Julie Lincoln
Founder, DohJoy - bread made for the health-conscious dough lover www.dohjoy.com
Julie Lincoln’s mission is to make great bread that people can enjoy without worrying about negative health effects. Completing that mission, however, has required a great amount of patience and perseverance.
Thanks to a little help from Main Street Ventures (MSV), her entrepreneurial aspirations – like the product she makes – continue to rise.
“I really wanted to start with bread because it's my favorite food. It's the food I grew up loving as a girl. My grandmother used to make the most wonderful breads and muffins and biscuits, so I've always associated comfort and love with the smell and flavor of baked goods,” says Lincoln about DohJoy, the “hearty and healthy” bread brand she officially founded in 2022. “We figured out how to make bread that tastes good, rises and gets that fluffy texture that you love without the sugar that’s in typical bread flour. Yeast need sugar to make bread rise, so we had to figure out how to ‘fuel’ yeast in the absence of sugar.”
Available in Reduced Calorie White, Sourdough Style and soon, Three Seed Bread, Dohjoy is the outgrowth of a passion project that has become a full-scale business. Working in consumer-packaged foods for the past decade, she specializes in packaged food development, working with food scientists, bakers and confection experts.

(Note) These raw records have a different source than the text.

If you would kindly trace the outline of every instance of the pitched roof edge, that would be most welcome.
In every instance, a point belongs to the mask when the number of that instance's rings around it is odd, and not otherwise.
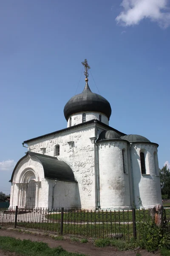
[[[84,122],[84,123],[81,123],[80,124],[78,124],[78,125],[74,125],[74,126],[71,126],[70,127],[67,127],[67,128],[65,128],[64,129],[59,130],[59,131],[56,131],[53,132],[51,132],[49,134],[44,134],[44,135],[41,135],[41,136],[38,136],[38,137],[35,137],[35,138],[33,138],[32,139],[30,139],[30,140],[25,140],[24,141],[24,143],[25,144],[27,144],[28,143],[31,142],[31,141],[33,141],[33,140],[39,140],[40,139],[41,139],[42,138],[44,138],[45,137],[49,137],[49,136],[52,136],[53,135],[54,135],[54,134],[57,134],[58,133],[62,132],[65,131],[69,131],[69,130],[71,130],[72,129],[74,129],[75,128],[77,128],[81,127],[82,126],[85,126],[86,125],[88,125],[89,124],[93,123],[94,122],[94,121],[96,121],[96,122],[97,123],[98,123],[99,125],[101,125],[102,126],[104,126],[105,127],[108,128],[110,130],[112,130],[113,131],[116,131],[116,132],[119,132],[119,134],[122,134],[122,136],[126,135],[125,134],[124,134],[120,131],[119,131],[117,130],[116,130],[116,129],[114,129],[114,128],[113,128],[112,127],[111,127],[110,126],[109,126],[109,125],[106,125],[106,124],[104,124],[104,123],[102,123],[101,122],[100,122],[99,121],[96,120],[96,119],[93,119],[92,120],[91,120],[90,121],[88,121],[87,122]]]

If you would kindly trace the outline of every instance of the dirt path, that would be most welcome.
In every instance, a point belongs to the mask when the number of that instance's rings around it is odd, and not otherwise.
[[[69,240],[62,241],[56,241],[49,236],[45,236],[37,234],[26,234],[11,230],[0,230],[0,236],[5,236],[20,238],[21,239],[30,239],[32,241],[41,241],[47,243],[51,247],[57,247],[61,245],[63,248],[71,253],[84,253],[89,256],[136,256],[136,251],[117,251],[115,247],[108,247],[105,248],[95,247],[91,242],[88,243],[82,244],[79,242],[72,242]],[[145,250],[139,250],[142,256],[153,256],[153,253],[148,253]],[[14,256],[14,253],[3,252],[0,250],[0,256]],[[156,254],[156,256],[160,256],[159,253]]]

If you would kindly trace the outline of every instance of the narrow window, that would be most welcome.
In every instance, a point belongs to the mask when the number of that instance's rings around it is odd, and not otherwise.
[[[122,158],[123,158],[123,172],[126,173],[125,168],[125,150],[122,149]]]
[[[70,127],[71,126],[71,116],[70,117]]]
[[[155,174],[156,175],[159,175],[159,166],[158,164],[158,156],[156,152],[155,152],[155,151],[153,153],[153,157],[154,159]]]
[[[144,154],[143,152],[141,152],[140,153],[140,157],[141,159],[142,174],[146,174],[145,159]]]
[[[60,145],[56,145],[54,148],[54,157],[60,155]]]
[[[86,116],[85,114],[84,113],[82,114],[82,122],[86,122]]]

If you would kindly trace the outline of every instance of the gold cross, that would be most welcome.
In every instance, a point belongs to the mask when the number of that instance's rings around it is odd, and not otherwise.
[[[88,65],[88,61],[86,59],[85,59],[84,61],[82,62],[82,64],[85,67],[85,71],[84,71],[84,73],[86,77],[88,77],[88,70],[90,69],[90,67]]]

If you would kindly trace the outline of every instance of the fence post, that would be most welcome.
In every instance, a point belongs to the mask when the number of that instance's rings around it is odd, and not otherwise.
[[[18,207],[17,207],[17,206],[15,207],[15,222],[14,223],[14,228],[16,228],[17,227],[17,215],[18,215]]]
[[[136,239],[136,212],[135,209],[132,208],[132,220],[133,223],[133,237]]]
[[[60,235],[62,235],[63,230],[63,215],[64,208],[62,207],[61,211],[61,224],[60,224]]]

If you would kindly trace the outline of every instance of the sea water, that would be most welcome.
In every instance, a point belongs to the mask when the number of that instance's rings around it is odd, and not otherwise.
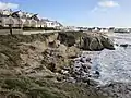
[[[91,74],[98,71],[99,77],[95,79],[102,84],[131,82],[131,34],[114,34],[109,37],[114,39],[116,49],[94,52]],[[128,47],[120,47],[120,45],[128,45]]]

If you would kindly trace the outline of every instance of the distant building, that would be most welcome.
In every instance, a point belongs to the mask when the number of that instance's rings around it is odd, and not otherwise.
[[[37,14],[11,10],[1,10],[0,11],[0,25],[2,27],[9,27],[12,24],[12,27],[52,27],[60,29],[62,24],[57,21],[49,21],[46,19],[39,19]]]
[[[62,24],[60,24],[59,22],[57,21],[45,21],[46,24],[47,24],[47,27],[50,27],[50,28],[57,28],[57,29],[60,29],[62,27]]]

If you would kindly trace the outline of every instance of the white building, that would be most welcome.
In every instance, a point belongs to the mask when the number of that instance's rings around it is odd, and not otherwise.
[[[45,21],[46,22],[46,25],[47,25],[47,27],[50,27],[50,28],[60,28],[62,25],[59,23],[59,22],[57,22],[57,21],[49,21],[49,20],[46,20]]]

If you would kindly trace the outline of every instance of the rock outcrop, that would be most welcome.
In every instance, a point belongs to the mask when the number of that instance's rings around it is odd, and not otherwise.
[[[88,77],[88,59],[80,60],[80,66],[71,69],[84,41],[82,37],[86,34],[1,35],[0,98],[105,98],[87,88],[87,84],[67,83]],[[97,40],[93,39],[92,50],[104,45],[96,44]],[[91,50],[88,45],[84,47]]]
[[[91,50],[91,51],[99,51],[103,49],[111,49],[114,50],[114,42],[102,34],[87,34],[86,37],[83,38],[82,49]]]

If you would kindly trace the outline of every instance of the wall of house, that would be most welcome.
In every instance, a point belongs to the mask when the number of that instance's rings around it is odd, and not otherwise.
[[[22,34],[22,29],[12,29],[12,34]],[[0,35],[10,35],[10,29],[0,29]]]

It was the pandemic, however, that caused Lincoln to take notice of how her favorite food was causing an unwanted side effect: weight gain. Disappointed in every low-carb and low-sugar option in the market, she saw the opportunity for something better. "I decided I was going to do something about it,” she says.
Lincoln spent more than two years working with food scientists and bakers to develop her proprietary flour blend. “It's incredibly low in net carbs and high in fiber and protein. Making this bread is very different from making one that's full of starchy carbs and sugar,” says Lincoln. “It’s very difficult.”
That’s why she is so thankful for her $30,000 MSV grant after finally finding a bakery with the expertise to produce Dohjoy at scale. Using the funds to purchase materials and ingredients as well as equipment, she says the grant “really validated” all the work she has put in over the past few years. “Main Street Ventures was there to provide me with the resources that I needed to do that test work at that bakery,” says Lincoln. “That was considerable because we’re talking about buying thousands of pounds of material.”
In a fashion akin to the triumphant moment in a biopic, Lincoln received her grant right around the same time she found what she had long been looking for: A bakery that could produce DohJoy’s proprietary recipe at scale.
Overcoming challenges like that is why MSV is so important, Lincoln said.
“There is so much involved in starting up a new business. There are so many obstacles to overcome all the time, and resources are always tight. Sometimes it’s hard to see the forest through the trees when you’re constantly worried about every penny spent on the business.
“That’s why this grant was so important. I was at a crossroads, and I was struggling to get to the next level. Main Street Ventures came along at just the right time to give me the extra boost of support I needed to prove I have a viable business at scale.
There are going to be those times in every entrepreneur’s journey where they're going to come to a crossroads. My best advice is to understand what success looks like for your business, not just today but in the future, and use that to guide your next steps. Keep going. If it were easy, everybody would do it.”